La journée du lundi 22 est la journée funèbre. Tous les morts de la semaine sanglante, les otages massacrés et les dizaines de milliers de fusillés ont été condamnés ce jour-là. Un homme, au moins, le maréchal de Mac-Mahon, porte devant l'Histoire une responsabilité écrasante, mais il n'est pas le seul à la porter.

Paris est ouvert, c'est le moment ou jamais.
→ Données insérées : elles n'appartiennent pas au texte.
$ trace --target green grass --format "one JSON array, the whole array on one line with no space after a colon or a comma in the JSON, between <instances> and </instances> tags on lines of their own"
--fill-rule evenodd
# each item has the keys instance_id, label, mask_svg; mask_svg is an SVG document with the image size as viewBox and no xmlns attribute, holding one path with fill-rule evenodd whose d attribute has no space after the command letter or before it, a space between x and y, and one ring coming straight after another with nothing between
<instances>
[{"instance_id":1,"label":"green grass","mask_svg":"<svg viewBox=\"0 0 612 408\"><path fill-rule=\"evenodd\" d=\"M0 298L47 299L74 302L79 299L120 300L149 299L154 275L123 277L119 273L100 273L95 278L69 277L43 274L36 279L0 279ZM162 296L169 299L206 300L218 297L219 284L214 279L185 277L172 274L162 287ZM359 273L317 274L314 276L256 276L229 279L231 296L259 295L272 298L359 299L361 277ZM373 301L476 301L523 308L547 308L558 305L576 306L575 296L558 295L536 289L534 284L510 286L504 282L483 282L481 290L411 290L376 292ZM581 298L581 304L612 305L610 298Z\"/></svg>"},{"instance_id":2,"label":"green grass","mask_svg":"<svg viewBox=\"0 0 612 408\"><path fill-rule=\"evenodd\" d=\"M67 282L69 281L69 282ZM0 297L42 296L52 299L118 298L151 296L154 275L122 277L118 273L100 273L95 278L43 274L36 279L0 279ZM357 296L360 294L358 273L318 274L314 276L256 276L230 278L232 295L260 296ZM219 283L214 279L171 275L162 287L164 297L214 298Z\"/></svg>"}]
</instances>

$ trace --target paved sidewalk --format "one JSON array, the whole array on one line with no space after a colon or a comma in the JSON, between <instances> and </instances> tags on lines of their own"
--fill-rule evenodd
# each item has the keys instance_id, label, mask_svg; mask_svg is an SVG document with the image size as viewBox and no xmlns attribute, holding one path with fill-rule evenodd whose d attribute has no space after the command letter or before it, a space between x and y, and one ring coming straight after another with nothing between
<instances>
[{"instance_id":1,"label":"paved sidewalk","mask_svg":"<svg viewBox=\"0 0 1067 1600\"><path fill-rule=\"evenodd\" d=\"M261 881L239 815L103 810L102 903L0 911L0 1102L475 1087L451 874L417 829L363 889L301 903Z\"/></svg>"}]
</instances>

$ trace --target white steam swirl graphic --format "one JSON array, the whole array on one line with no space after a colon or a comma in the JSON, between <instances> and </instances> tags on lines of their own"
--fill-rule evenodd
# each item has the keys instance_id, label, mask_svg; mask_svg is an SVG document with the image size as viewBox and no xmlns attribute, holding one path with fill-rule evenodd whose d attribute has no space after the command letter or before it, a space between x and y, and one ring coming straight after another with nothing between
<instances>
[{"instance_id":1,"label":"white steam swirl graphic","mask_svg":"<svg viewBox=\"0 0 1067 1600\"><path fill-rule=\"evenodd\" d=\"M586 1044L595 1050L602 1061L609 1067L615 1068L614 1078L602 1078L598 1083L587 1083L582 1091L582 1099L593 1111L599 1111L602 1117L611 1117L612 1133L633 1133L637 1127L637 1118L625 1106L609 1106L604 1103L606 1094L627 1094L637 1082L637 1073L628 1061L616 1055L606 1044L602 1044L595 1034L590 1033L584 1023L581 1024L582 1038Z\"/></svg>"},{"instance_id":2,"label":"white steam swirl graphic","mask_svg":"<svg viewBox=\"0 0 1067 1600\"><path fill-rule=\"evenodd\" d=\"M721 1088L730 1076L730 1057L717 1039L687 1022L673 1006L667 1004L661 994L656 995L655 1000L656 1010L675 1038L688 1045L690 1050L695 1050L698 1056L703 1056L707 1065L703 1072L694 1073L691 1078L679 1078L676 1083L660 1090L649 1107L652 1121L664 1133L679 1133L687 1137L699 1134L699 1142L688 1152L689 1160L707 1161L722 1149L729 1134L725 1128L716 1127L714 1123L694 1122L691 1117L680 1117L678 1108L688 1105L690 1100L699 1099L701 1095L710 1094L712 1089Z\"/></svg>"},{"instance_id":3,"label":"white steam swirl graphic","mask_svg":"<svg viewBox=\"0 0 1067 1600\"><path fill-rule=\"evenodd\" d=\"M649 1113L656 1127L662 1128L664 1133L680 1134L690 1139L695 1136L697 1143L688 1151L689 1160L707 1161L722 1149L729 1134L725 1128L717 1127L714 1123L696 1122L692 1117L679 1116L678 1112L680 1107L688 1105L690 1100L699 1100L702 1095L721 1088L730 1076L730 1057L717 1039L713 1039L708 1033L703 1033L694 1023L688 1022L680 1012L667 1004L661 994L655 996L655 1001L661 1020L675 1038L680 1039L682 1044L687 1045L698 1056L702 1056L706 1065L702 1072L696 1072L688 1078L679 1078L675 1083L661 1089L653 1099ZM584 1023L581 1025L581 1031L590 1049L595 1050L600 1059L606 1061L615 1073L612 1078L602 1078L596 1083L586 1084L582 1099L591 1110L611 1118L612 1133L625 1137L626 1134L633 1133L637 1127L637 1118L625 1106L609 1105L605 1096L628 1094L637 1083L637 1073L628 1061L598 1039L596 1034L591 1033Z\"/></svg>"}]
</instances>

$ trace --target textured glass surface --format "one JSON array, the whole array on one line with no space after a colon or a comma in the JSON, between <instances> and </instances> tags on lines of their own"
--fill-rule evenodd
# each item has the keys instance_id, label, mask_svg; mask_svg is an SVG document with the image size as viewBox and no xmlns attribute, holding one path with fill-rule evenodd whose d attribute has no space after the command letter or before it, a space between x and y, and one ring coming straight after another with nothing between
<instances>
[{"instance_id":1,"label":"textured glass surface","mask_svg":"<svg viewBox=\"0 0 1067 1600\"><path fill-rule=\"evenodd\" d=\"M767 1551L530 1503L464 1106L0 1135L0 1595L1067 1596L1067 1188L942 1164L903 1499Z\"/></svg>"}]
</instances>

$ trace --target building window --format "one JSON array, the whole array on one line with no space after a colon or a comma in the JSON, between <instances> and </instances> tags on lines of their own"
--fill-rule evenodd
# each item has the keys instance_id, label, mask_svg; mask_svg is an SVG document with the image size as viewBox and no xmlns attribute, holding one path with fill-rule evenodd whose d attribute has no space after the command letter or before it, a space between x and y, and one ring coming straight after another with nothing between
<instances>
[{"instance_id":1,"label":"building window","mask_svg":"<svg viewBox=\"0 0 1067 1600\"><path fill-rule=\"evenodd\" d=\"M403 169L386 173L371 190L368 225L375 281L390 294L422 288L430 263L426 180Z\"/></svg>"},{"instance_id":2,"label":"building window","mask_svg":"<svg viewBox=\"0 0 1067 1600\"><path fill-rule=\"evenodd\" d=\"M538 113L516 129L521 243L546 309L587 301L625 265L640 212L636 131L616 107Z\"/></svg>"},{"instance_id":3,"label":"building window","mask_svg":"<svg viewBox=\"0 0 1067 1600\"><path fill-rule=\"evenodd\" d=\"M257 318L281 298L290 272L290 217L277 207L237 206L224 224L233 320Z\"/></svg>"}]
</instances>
Gardes nationaux pendant la Commune de Paris
Lorsque le jour se lève, le lundi 22 mai, ces six hommes, le commandant en chef et les cinq généraux de corps d'armée, ont une carte magnifique à jouer. La Commune est en pleine désagrégation. L'armée fédérée ne mérite même pas ce nom. « Gaillard père », le patron des barricades nommé par Rossel, a donné, écoeuré, sa démission le 17 mai. Il n'a laissé derrière lui que la fameuse redoute de la rue Saint-Florentin (le Château-Gaillard) et celle de l'Opéra. Les autres sont purement « folkloriques ». Elles ont été improvisées dans les quartiers traditionnellement insurrectionnels mais, pour le reste, Paris est libre, Paris est ouvert. C'est le moment ou jamais de profiter des réalisations du baron Haussmann. Pour une fois, tous les historiens, de droite ou de gauche, proversaillais ou procommunards, sont d'accord. Il n'est que de foncer droit devant soi, de prendre l'Hôtel de Ville, et la Commune est liquidée dans la matinée. On pense aux extraordinaires contre-marches de Napoléon. Mais Napoléon est mort. On se retrouve devant cinq hommes (en exceptant Clinchant) au lourd passé: vingt années de régime militariste, d'aventures coloniales, de basses intrigues et de vie de garnison, une guerre désastreuse au cours de laquelle ils ont été battus à plate couture. Des généraux capitulards, anciens prisonniers, voilà ce que l'on lâche sur Paris. L'atroce vérité qui va expliquer tout le reste, c'est que ces hommes ont peur. Ils ont peur de chaque maison, de chaque fenêtre, de chaque bouche d'égout. Ils ont peur de chacun de leurs soldats, tellement ils sont traumatisés par la journée du 18 mars, au cours de laquelle ils n'ont pas su tenir leurs troupes en main, les empêcher de se laisser gagner par la ferveur révolutionnaire de Paris. L'un d'eux, commandant en chef ce jour-là, Vinoy, grand officier de la Légion d'honneur, a tout simplement fui devant l'émeute.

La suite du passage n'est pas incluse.